Search code examples
neural-networkdeep-learningcaffelmdb

Reading encoded image data from lmdb database in caffe


I am relatively new to using caffe and am trying to create minimal working examples that I can (later) tweak. I had no difficulty using caffe's examples with MNIST data. I downloaded image-net data (ILSVRC12) and used caffe's tool to convert it to an lmdb database using:

$CAFFE_ROOT/build/install/bin/convert_imageset -shuffle -encoded=true top_level_data_dir/ fileNames.txt lmdb_name

To create an lmdb containing encoded (jpeg) image data. The reason for this is that encoded, the lmdb is about 64GB versus unencoded being about 240GB.

My .prototxt file that describes the net is minimal (a pair of inner product layers, mostly borrowed from the MNIST example--not going for accuracy here, I just want something to work).

name: "example"
layer {
  name: "imagenet"
  type: "Data"
  top: "data"
  top: "label"
  include {
    phase: TRAIN
  }
  transform_param {
    scale: 0.00390625
  }
  data_param {
    source: "train-lmdb"
    batch_size: 100
    backend: LMDB
  }
}
layer {
  name: "imagenet"
  type: "Data"
  top: "data"
  top: "label"
  include {
    phase: TEST
  }
  transform_param {
    scale: 0.00390625
  }
  data_param {
    source: "test-lmdb"
    batch_size: 100
    backend: LMDB
  }
}
layer {
  name: "ip1"
  type: "InnerProduct"
  bottom: "data"
  top: "ip1"
  param {
    lr_mult: 1
  }
  param {
    lr_mult: 2
  }
  inner_product_param {
    num_output: 1000
    weight_filler {
      type: "xavier"
    }
    bias_filler {
      type: "constant"
    }
  }
}
layer {
  name: "relu1"
  type: "ReLU"
  bottom: "ip1"
  top: "ip1"
}
layer {
  name: "ip2"
  type: "InnerProduct"
  bottom: "ip1"
  top: "ip2"
  param {
    lr_mult: 1
  }
  param {
    lr_mult: 2
  }
  inner_product_param {
    num_output: 1000
    weight_filler {
      type: "xavier"
    }
    bias_filler {
      type: "constant"
    }
  }
}
layer {
  name: "accuracy"
  type: "Accuracy"
  bottom: "ip2"
  bottom: "label"
  top: "accuracy"
  include {
    phase: TEST
  }
}
layer {
  name: "loss"
  type: "SoftmaxWithLoss"
  bottom: "ip2"
  bottom: "label"
  top: "loss"
}

When train-lmdb is unencoded, this .prototxt file works fine (accuracy is abysmal, but caffe does not crash).

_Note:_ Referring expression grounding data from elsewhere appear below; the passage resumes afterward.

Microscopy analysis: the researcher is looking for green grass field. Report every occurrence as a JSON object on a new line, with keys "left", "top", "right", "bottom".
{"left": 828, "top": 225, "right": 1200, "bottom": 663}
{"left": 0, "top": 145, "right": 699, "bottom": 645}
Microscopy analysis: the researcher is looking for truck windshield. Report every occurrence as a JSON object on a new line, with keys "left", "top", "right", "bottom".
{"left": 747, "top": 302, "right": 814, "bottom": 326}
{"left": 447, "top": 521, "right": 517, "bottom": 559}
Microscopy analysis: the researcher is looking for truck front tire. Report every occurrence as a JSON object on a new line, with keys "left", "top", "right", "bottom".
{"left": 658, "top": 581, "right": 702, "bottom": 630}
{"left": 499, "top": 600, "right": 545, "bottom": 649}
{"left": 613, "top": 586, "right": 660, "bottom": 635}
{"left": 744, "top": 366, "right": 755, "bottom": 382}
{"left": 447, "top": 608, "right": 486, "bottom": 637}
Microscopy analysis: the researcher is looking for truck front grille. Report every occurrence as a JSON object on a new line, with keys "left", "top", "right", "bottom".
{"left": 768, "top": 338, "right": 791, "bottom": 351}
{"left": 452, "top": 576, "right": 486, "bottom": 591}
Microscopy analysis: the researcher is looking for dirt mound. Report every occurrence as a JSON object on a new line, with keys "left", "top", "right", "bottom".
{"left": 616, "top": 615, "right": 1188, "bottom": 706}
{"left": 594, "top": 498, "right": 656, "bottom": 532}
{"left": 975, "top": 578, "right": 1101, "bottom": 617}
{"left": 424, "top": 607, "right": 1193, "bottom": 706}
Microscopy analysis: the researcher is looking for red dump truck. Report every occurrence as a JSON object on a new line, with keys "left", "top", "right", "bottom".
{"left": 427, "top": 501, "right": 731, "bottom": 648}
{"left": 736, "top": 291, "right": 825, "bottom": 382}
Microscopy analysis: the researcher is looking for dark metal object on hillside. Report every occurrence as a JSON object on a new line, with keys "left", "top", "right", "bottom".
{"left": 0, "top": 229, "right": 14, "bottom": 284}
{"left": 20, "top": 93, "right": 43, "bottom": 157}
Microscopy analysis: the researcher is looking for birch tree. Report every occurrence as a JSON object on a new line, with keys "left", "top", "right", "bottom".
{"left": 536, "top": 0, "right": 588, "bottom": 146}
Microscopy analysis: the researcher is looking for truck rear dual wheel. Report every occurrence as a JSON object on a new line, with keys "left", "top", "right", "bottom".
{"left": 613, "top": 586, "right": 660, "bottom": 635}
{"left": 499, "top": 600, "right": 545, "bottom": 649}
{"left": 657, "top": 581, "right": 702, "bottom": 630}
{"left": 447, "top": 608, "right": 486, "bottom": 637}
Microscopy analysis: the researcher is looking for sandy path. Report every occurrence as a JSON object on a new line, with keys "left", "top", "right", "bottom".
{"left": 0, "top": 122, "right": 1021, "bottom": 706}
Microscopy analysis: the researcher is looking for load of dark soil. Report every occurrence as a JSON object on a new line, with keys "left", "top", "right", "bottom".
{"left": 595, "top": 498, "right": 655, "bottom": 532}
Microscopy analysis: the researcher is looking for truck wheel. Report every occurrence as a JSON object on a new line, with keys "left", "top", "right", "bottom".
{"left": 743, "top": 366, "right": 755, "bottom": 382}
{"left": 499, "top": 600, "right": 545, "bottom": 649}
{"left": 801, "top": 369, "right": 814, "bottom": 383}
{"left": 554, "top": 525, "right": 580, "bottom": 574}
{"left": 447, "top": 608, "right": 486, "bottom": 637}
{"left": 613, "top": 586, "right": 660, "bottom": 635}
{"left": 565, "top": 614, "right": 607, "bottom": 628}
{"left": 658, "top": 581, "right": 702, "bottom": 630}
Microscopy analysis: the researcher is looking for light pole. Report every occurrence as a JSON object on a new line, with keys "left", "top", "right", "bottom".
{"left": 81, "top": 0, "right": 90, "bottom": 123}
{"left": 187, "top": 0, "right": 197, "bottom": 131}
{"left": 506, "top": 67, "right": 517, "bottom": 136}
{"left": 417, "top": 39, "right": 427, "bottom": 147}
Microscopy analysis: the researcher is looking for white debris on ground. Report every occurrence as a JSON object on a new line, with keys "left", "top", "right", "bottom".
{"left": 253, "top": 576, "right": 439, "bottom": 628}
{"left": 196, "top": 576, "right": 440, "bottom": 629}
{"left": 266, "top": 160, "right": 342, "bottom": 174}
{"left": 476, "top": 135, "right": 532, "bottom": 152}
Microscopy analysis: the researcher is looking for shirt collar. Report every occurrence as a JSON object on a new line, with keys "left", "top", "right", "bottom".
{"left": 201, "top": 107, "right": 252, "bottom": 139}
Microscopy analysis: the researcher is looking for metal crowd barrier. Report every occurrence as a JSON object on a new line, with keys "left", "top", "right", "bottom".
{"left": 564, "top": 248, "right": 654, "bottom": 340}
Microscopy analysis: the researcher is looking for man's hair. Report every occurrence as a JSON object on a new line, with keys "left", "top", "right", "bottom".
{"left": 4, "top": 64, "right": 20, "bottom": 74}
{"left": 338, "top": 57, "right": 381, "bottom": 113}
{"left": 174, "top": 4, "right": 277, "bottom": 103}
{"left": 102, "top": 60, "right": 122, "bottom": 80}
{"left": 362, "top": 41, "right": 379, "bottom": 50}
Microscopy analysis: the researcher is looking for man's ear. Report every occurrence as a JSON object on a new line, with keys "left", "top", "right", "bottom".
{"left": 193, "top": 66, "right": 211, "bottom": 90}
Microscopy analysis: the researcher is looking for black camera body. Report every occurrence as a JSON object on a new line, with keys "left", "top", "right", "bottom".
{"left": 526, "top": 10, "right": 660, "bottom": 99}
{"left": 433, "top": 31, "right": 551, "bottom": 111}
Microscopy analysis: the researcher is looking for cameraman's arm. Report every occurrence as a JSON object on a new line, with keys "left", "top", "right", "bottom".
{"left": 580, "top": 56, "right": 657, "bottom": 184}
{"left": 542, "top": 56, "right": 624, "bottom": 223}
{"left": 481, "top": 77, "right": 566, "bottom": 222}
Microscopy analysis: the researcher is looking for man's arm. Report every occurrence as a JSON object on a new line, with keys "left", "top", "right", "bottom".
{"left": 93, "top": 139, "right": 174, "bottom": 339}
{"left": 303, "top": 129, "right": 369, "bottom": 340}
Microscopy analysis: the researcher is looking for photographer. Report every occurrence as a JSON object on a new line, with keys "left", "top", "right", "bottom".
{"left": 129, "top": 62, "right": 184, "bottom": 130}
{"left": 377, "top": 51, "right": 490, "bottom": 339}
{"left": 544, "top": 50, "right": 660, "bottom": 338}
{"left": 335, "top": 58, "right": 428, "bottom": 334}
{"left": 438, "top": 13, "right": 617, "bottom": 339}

However, if train-lmdb is encoded then I get the following error:

data_transformer.cpp:239] Check failed: channels == img_channels (3 vs. 1)

Question: Is there some "flag" I must set in the .prototxt file that indicates that the train-lmdb is encoded images? (The same flag would likely have to be given to for the testing data layer, test-lmdb.)

A little research:

Poking around with google I found a resolved issue which seemed promising. However, setting the 'force_encoded_color' to true did not resolve my problem.

I also found this answer very helpful with creating the lmdb (specifically, with directions for enabling the encoding), however, no mention was made of what should be done so that caffe is aware that the images are encoded.


Solution

  • The error message you got:

    data_transformer.cpp:239] Check failed: channels == img_channels (3 vs. 1)
    

    means caffe data transformer is expecting input with 3 channels (i.e., color image), but is getting an image with only 1 img_channels (i.e., gray scale image).

    looking ar caffe.proto it would seems like you should set the parameter at the transformation_param:

    layer {
      name: "imagenet"
      type: "Data"
      top: "data"
      top: "label"
      include {
        phase: TRAIN
      }
      transform_param {
        scale: 0.00390625
        force_color: true  ##  try this
      }
      data_param {
        source: "train-lmdb"
        batch_size: 100
        backend: LMDB
        force_encoded_color: true  ## cannot hurt...
      }
    }